Temuan-temuan yang diperoleh dari studi ini akan dikemukakan sebagai berikut. Pertama, pemerintah daerah provinsi kalimantan timur memiliki kebebasan untuk berprakarsa dan mengambil keputusan mencari sumber keuangan sesuai dengan batas-batas kewenangan yang diberikan kepadanya. Batas-batas kewenangan itu ditentukan oleh pemerintah pusat dalam bentuk peraturan perundang-undangan.
Kedua, ada dua upaya pemerintah daerah provinsi kalimantan timur dalam berprakarsa dan menciptakan sumber pendapatan baru bagi daerahnya. Pertama, intensifikasi pendapatan asli daerahnya. Kedua, ekstensifikasi pendapatan asli daerahnya.

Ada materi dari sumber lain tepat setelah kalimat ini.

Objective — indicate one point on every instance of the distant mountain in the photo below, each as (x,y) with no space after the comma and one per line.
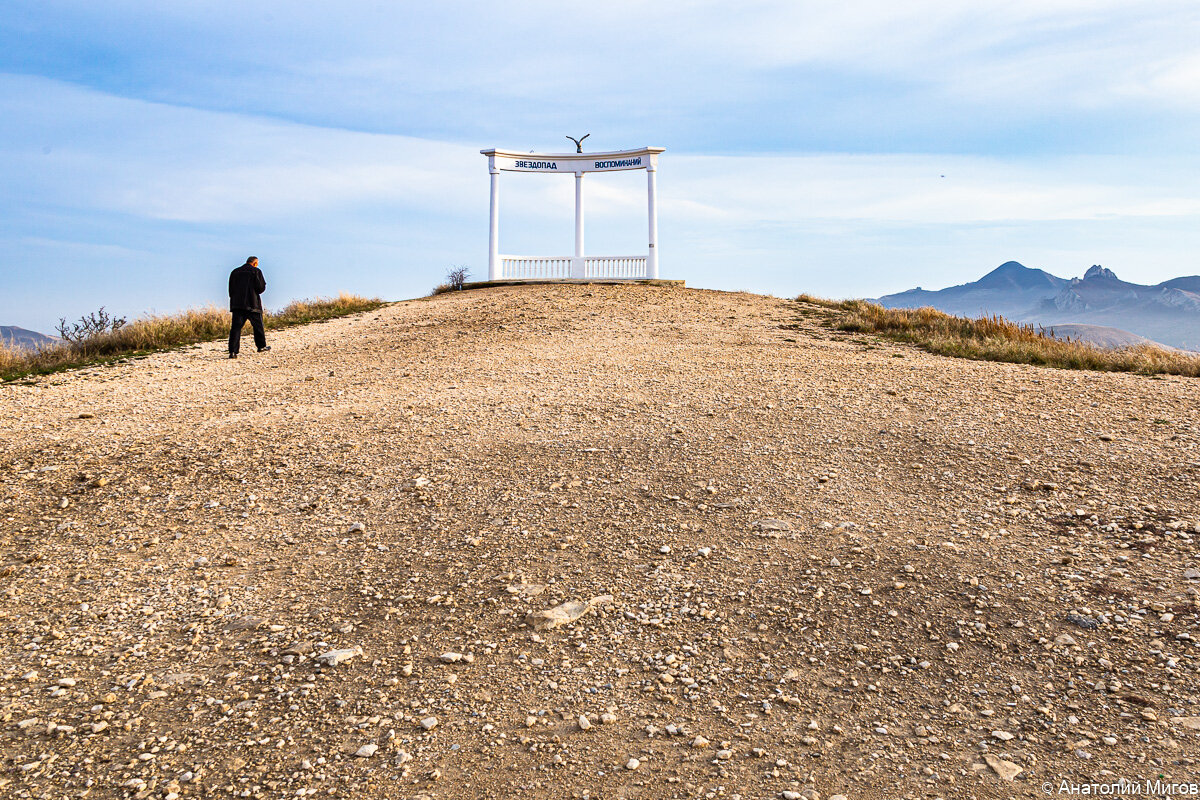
(1168,312)
(19,337)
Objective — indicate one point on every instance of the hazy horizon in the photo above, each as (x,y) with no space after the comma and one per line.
(850,151)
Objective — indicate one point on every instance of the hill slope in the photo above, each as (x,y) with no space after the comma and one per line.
(846,565)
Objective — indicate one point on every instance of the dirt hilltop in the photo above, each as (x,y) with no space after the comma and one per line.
(808,564)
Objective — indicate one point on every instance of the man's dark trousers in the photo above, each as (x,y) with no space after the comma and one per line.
(239,320)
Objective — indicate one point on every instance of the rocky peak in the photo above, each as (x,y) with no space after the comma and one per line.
(1098,272)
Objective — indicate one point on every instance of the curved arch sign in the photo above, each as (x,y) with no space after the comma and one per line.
(503,268)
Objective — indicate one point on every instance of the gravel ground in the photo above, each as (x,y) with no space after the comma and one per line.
(784,563)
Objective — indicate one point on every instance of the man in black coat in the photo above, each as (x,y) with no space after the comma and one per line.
(246,283)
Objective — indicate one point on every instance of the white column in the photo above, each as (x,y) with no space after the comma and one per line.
(652,259)
(577,270)
(493,232)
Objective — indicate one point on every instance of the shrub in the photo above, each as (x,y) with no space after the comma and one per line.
(94,324)
(99,337)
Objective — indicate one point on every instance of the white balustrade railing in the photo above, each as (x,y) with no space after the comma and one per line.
(550,268)
(615,266)
(532,268)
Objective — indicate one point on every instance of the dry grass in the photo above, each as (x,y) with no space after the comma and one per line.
(995,338)
(159,332)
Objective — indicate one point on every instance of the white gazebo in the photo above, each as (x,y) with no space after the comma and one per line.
(579,266)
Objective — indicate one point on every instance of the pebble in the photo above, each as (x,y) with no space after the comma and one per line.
(334,657)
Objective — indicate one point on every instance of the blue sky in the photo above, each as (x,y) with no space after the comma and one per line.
(843,149)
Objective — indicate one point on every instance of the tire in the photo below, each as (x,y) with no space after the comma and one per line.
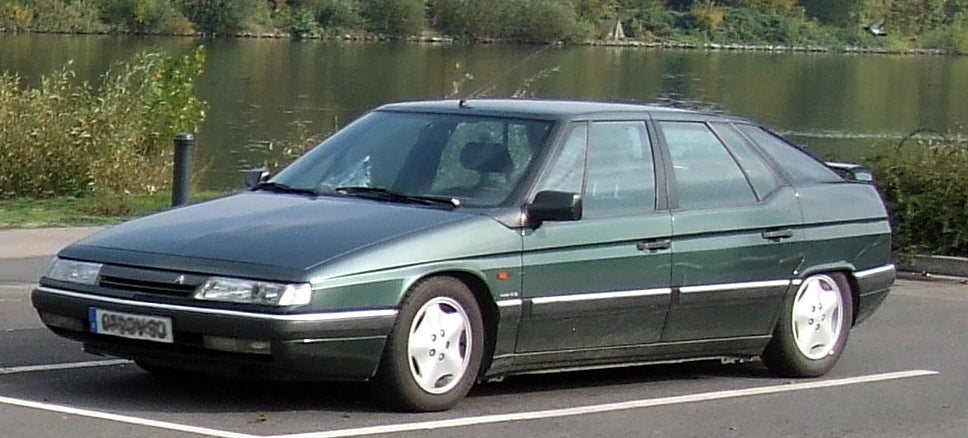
(812,330)
(433,353)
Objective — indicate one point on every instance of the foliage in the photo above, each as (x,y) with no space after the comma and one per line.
(144,16)
(220,17)
(907,23)
(338,14)
(394,17)
(706,16)
(70,16)
(65,138)
(925,189)
(521,20)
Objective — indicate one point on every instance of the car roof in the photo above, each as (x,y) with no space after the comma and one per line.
(550,109)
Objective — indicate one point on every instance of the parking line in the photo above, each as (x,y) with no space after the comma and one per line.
(62,366)
(123,419)
(610,407)
(487,419)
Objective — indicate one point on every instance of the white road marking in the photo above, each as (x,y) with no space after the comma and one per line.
(610,407)
(123,419)
(62,366)
(487,419)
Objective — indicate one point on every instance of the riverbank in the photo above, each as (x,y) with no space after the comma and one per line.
(618,43)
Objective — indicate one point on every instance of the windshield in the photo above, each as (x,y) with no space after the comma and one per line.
(477,161)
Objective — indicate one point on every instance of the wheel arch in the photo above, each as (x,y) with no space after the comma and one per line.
(490,314)
(847,270)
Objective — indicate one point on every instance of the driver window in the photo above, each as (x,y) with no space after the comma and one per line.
(621,174)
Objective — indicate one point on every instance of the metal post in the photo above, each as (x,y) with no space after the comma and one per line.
(182,178)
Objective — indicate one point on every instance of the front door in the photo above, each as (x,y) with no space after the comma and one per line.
(602,281)
(737,237)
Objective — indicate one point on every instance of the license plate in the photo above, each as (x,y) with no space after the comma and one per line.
(129,325)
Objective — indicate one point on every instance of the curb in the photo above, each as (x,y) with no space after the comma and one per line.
(933,268)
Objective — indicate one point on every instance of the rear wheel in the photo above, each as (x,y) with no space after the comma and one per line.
(433,353)
(812,330)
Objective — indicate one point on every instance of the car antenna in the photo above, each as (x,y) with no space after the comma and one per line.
(489,84)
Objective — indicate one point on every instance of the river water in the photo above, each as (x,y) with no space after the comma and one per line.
(265,93)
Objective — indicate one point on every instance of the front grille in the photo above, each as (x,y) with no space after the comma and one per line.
(149,281)
(142,286)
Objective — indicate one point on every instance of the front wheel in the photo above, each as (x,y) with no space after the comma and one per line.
(812,330)
(433,353)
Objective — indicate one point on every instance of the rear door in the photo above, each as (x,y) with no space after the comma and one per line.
(737,236)
(602,281)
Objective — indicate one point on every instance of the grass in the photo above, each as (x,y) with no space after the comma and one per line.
(86,211)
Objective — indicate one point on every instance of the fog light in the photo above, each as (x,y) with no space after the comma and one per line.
(63,322)
(237,345)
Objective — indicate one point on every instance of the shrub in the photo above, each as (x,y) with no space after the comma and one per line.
(338,14)
(58,15)
(706,16)
(16,17)
(142,16)
(394,17)
(545,21)
(924,186)
(953,38)
(220,17)
(65,138)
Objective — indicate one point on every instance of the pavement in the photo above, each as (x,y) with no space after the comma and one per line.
(24,252)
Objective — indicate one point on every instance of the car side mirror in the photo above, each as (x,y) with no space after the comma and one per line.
(553,206)
(254,177)
(853,172)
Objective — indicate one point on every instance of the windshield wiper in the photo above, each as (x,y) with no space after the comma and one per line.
(390,195)
(283,188)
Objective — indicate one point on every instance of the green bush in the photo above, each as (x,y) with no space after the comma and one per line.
(545,21)
(71,16)
(65,138)
(394,17)
(142,16)
(926,191)
(953,38)
(338,14)
(527,20)
(221,17)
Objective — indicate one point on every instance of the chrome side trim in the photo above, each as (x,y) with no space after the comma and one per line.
(601,296)
(875,271)
(734,286)
(307,317)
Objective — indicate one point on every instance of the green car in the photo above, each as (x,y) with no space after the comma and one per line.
(431,245)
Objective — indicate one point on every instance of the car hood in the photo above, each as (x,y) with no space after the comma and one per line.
(293,232)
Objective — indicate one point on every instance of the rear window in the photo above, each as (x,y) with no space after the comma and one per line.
(798,165)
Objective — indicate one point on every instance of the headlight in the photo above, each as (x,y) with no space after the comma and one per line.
(73,271)
(237,290)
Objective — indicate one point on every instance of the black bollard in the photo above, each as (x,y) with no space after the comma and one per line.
(182,178)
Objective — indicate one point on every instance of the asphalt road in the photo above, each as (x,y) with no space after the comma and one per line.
(904,374)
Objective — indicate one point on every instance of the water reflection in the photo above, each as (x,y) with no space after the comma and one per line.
(271,91)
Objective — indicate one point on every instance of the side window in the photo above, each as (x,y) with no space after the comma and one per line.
(797,164)
(568,170)
(706,174)
(759,174)
(621,174)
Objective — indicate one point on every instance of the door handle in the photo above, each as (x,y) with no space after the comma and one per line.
(654,245)
(777,234)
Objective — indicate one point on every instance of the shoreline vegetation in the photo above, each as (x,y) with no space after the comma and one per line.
(78,153)
(852,26)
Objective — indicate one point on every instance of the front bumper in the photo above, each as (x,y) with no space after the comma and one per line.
(321,346)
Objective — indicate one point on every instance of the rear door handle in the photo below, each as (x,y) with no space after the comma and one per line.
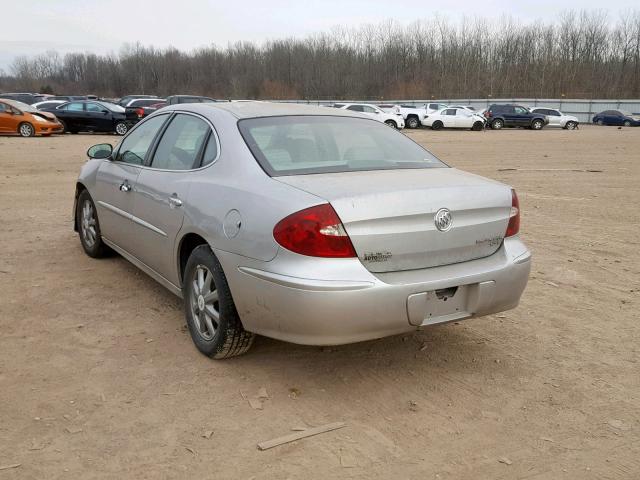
(174,201)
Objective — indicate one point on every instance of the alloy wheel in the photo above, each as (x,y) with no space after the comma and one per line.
(88,225)
(204,303)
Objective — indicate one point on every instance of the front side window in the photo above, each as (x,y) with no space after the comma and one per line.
(181,144)
(296,145)
(135,146)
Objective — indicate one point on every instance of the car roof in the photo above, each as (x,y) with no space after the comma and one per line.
(255,109)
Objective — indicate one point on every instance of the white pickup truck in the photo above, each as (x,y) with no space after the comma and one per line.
(413,115)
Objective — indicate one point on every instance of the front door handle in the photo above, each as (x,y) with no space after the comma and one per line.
(174,201)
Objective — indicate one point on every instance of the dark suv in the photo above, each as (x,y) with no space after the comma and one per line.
(499,116)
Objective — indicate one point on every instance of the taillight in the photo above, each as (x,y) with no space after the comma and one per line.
(316,232)
(514,218)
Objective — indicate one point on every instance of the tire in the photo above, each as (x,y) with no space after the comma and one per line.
(216,331)
(412,122)
(497,124)
(25,129)
(89,227)
(121,128)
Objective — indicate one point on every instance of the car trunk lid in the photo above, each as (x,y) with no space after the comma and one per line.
(390,214)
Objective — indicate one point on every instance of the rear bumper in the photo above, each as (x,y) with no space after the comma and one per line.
(327,310)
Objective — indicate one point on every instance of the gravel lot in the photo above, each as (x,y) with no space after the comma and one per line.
(99,378)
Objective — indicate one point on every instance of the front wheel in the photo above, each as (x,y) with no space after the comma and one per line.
(210,312)
(537,124)
(412,122)
(121,128)
(89,227)
(26,130)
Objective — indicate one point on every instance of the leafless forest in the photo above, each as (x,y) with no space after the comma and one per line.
(581,55)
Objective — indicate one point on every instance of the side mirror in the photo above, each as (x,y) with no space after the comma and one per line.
(102,150)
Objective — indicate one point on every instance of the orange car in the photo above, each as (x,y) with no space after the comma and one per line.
(26,121)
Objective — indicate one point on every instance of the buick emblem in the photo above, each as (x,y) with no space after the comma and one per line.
(443,219)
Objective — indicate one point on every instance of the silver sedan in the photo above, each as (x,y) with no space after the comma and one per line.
(298,223)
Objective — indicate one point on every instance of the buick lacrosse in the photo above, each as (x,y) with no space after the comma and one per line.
(310,225)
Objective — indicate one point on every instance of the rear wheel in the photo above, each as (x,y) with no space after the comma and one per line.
(121,128)
(537,124)
(210,312)
(25,129)
(413,122)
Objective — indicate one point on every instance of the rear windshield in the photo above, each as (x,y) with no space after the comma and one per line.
(297,145)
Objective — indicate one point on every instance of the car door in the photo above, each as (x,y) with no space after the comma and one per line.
(521,116)
(98,117)
(8,119)
(449,118)
(163,187)
(116,182)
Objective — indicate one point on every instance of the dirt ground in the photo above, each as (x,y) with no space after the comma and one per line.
(99,378)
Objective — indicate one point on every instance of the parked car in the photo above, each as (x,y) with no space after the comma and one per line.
(617,117)
(557,118)
(413,115)
(48,104)
(93,116)
(27,98)
(454,118)
(26,121)
(144,106)
(394,120)
(127,98)
(499,116)
(175,99)
(306,224)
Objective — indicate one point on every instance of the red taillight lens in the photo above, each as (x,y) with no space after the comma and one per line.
(316,232)
(514,219)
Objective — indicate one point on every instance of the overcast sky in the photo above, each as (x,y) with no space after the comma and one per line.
(101,26)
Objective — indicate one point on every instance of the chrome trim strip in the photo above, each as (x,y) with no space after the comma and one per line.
(306,283)
(133,218)
(145,268)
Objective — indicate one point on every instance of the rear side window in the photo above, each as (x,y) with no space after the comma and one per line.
(181,145)
(296,145)
(135,146)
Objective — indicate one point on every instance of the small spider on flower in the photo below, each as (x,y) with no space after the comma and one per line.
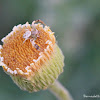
(32,35)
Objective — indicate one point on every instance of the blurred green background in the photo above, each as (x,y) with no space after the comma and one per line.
(76,24)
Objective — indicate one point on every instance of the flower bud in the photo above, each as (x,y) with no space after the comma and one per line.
(31,56)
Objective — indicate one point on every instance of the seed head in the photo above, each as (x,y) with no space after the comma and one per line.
(31,56)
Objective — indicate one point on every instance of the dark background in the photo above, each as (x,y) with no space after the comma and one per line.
(76,24)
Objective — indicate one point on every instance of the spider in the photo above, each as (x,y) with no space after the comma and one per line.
(32,35)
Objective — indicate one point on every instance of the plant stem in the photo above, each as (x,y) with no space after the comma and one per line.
(60,92)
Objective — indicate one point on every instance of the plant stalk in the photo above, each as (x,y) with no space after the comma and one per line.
(60,92)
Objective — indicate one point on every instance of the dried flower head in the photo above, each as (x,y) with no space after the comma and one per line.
(31,56)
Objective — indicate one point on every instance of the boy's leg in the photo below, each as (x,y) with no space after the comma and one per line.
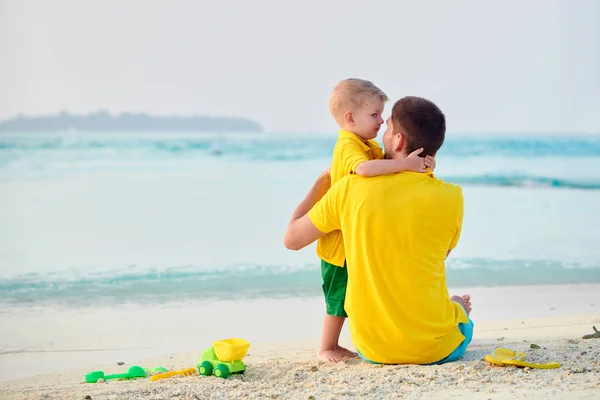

Ketiga, kontrol pemerintah pusat terhadap pelaksanaan otonomi daerah ada dua macam. Pertama, pengawasan terhadap pelaksanaan APBD dan peraturn daerah dan atau keputusan kepala daerah. Kedua pengendalian pemerintah pusat dilakukan dalam bentuk peraturan perundang-undangan yang selanjutnya dijadikan pedoman dan acuan bagi pemerintah daerah untuk melaksanakan pemerintahan dan pembangunan daerah.
Keempat, konflik kepentingan antara pemerintah pusat dan pemerintah daerah provinsi kalimantan timur terjadi disebabkan oleh dua faktor. Pertama, ketidakadilan dalam bagi hasil minyak dan gas. Pasalnya provinsi papua dan NAD diberikan bagi hasil minyak dan gas sebanyak 70%, sedangkan provinsi kalimantan timur dan riau hanya diberikan sebanyak 15%. kedua, konflik dalam penentuan Dana Alokasi Umum, konflik itu berawal dari simulasi DAU yang dilakukan oleh departemen keuangan pertengahan tahun 2001. Simulasi itu merugikan daerah penghasil termasuk provinsi kalimantan timur. Oleh karena itu daerah penghasil bersatu membentuk Kaukus Pekan Baru dan Kaukus jakarta. Kedua kaukus itu menuntut kepada panitia anggaran DPR RI agar kebijakan formulasi DAU yang disimulasikan ditinjau kembali. Panitia anggaran DPR RI berpendapat bahwa mereka tidak terikat dengan simulasi yang dilakukan oleh Departemen Keuangan. atas dasar itu dalma Rapat Kerja Panitia Anggaran DPR RI dengan Menteri Keuangan disimpulkan bahwa tidak ada Daerah yang menerima DAU lebih rendah dari 2001.
Kelima, konflik antara pemerintah pusat dengan pemerintah daerah kota samarinda bersumber dari pencabutan peraturan daerah No. 20 Tahun 2000 tentang ketentuan pengusahaan pertambangan umum dalam wilayah kota samarinda. Pencabutan peraturan daerah itu didasarkan atas dua faktr. Pertama, peraturan daerah No. 20 Tahun 2000 bertentangan dengan kontrak karya (KK) yang dilakukan antara pemerintah pusat dengan pengusaha batubara. Kedua, peraturan daerah tersebut bertentangan dengan UU No. 11 Tahun 1967 tentang ketentuan-ketentuan pokok pertambangan.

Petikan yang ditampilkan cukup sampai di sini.